Nathalie Dupree, a Southern cookbook author, television personality and culinary mentor whose personal life was sometimes as messy as her kitchen, and whose keen interest in literature and politics gave birth to biscuit-fueled salons and a quixotic run for the U.S. Senate, died on Monday in Raleigh, N.C. She was 85.
Her early attempts at cooking went badly. Although she never graduated from college, she spent a summer in 1958 at Harvard University in an international boardinghouse, where she was asked to fill in for a sick cook. Tuna casserole seemed like an easy enough dish to tackle. She reasoned that she could just multiply the recipe so that it would feed 18.
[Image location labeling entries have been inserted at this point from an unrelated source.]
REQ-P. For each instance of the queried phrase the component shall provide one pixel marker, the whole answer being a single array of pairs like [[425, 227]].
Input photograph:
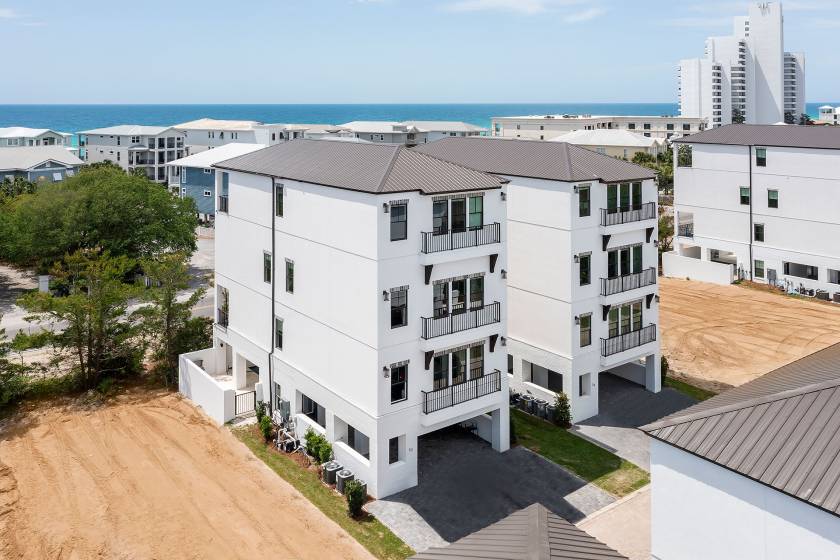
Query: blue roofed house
[[38, 163], [196, 177]]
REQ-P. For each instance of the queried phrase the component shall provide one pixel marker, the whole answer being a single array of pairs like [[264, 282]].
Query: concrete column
[[653, 377], [500, 419], [239, 371]]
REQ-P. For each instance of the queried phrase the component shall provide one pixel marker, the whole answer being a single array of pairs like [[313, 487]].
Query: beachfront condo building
[[194, 176], [582, 265], [746, 77], [148, 148], [360, 290], [547, 127], [758, 202]]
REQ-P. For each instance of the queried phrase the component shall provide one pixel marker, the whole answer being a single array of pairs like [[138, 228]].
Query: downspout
[[751, 235], [273, 280]]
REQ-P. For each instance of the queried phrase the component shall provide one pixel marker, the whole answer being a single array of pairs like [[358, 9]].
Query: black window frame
[[403, 210], [399, 305], [399, 379]]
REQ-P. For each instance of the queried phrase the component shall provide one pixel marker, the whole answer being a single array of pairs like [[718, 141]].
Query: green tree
[[102, 209], [167, 324], [89, 320]]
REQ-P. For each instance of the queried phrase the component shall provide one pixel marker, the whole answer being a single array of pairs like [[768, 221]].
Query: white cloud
[[585, 15]]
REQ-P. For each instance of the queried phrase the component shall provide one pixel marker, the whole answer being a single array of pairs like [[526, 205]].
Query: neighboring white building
[[612, 142], [204, 134], [410, 133], [759, 202], [134, 147], [545, 127], [361, 287], [19, 136], [753, 473], [582, 291], [748, 72], [50, 163], [829, 115]]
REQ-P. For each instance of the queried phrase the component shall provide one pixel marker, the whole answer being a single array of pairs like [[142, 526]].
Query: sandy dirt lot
[[149, 477], [728, 335]]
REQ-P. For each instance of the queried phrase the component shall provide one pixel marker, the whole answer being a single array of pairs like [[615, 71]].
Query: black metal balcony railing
[[646, 211], [685, 230], [627, 341], [223, 318], [474, 237], [610, 286], [465, 320], [453, 395]]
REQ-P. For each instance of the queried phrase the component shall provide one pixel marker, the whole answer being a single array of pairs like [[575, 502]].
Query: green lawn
[[585, 459], [688, 389], [370, 533]]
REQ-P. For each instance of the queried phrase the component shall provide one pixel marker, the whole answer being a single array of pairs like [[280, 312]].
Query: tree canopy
[[101, 208]]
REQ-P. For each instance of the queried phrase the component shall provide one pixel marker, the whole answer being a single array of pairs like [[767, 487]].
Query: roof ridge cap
[[732, 407]]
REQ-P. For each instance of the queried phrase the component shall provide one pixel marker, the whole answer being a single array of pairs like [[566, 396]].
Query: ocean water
[[73, 118]]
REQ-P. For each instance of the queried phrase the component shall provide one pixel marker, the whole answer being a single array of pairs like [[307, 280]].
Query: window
[[745, 196], [399, 386], [585, 385], [278, 200], [585, 330], [585, 269], [758, 232], [278, 333], [266, 267], [476, 218], [772, 198], [583, 201], [399, 223], [290, 276], [393, 450], [399, 308]]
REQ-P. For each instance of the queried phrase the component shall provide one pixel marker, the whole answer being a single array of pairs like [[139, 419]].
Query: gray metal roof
[[364, 167], [532, 533], [558, 161], [782, 429], [789, 136]]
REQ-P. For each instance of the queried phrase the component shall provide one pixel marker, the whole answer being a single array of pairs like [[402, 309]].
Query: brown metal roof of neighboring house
[[558, 161], [532, 533], [363, 167], [782, 429], [789, 136]]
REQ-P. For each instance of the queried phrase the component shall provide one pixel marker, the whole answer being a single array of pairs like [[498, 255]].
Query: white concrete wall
[[678, 266], [700, 510], [195, 384]]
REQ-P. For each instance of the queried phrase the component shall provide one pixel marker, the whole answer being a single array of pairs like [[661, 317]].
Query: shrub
[[354, 491], [260, 410], [317, 446], [562, 411], [266, 427]]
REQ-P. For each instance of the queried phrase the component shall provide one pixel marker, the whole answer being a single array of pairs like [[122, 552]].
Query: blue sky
[[378, 51]]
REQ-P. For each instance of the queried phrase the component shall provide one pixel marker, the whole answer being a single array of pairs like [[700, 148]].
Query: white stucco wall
[[701, 511]]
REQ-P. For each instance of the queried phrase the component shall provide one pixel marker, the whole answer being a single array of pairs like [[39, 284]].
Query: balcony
[[473, 237], [646, 211], [686, 230], [434, 327], [454, 395], [627, 341], [619, 284]]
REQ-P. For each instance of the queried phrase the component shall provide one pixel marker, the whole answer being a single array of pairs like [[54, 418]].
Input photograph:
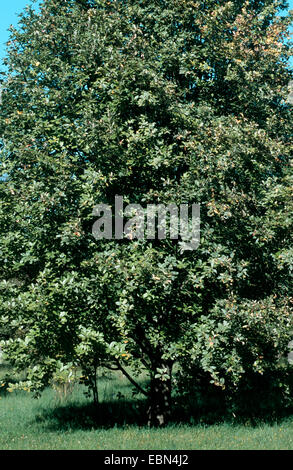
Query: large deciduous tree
[[162, 102]]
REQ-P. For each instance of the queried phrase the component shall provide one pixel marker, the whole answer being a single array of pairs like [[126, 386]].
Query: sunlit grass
[[71, 423]]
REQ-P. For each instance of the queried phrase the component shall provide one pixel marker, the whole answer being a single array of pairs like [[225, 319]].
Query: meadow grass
[[51, 422]]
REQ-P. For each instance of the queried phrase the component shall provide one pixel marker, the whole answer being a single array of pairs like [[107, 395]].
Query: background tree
[[178, 101]]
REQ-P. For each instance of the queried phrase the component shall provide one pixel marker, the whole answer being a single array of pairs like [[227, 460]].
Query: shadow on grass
[[121, 413], [88, 416]]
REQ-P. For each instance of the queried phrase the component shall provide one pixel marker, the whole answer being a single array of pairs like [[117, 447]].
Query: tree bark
[[159, 411]]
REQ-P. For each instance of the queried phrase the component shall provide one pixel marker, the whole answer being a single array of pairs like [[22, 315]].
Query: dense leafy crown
[[159, 101]]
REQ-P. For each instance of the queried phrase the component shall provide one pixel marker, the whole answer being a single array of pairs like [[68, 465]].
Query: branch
[[131, 379]]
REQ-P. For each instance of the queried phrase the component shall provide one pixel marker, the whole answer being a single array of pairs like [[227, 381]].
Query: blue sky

She ended up with alternating layers of grease and tuna, she told The Post and Courier of Charleston, S.C., in 1999. She drained off the grease and gave it all a good stir. She spooned the mixture over toast and called it tuna à la king. The hook was set.
Her culinary break came in London, where she moved in 1969 with David Dupree, her second husband. She enrolled in Le Cordon Bleu, the French cooking school, which led to a short stint as a cook at a French restaurant on the Spanish island of Majorca.
She established a cooking school at Rich’s, Atlanta’s premier department store at the time, and cajoled Julia Child, Jacques Pépin and Paul Prudhomme into teaching classes. In 1978, she teamed up with Mr. Pépin, Ms. Child and a few others to form the International Association of Culinary Professionals.
She became part of a small cadre of weekend public television cooks that emerged in the 1980s, including her show “New Southern Cooking With Nathalie Dupree,” which debuted in 1986 and included a companion cookbook. Her television shows, orchestrated solely by her producer and collaborator Cynthia Graubart, were sponsored by a Southern flour company.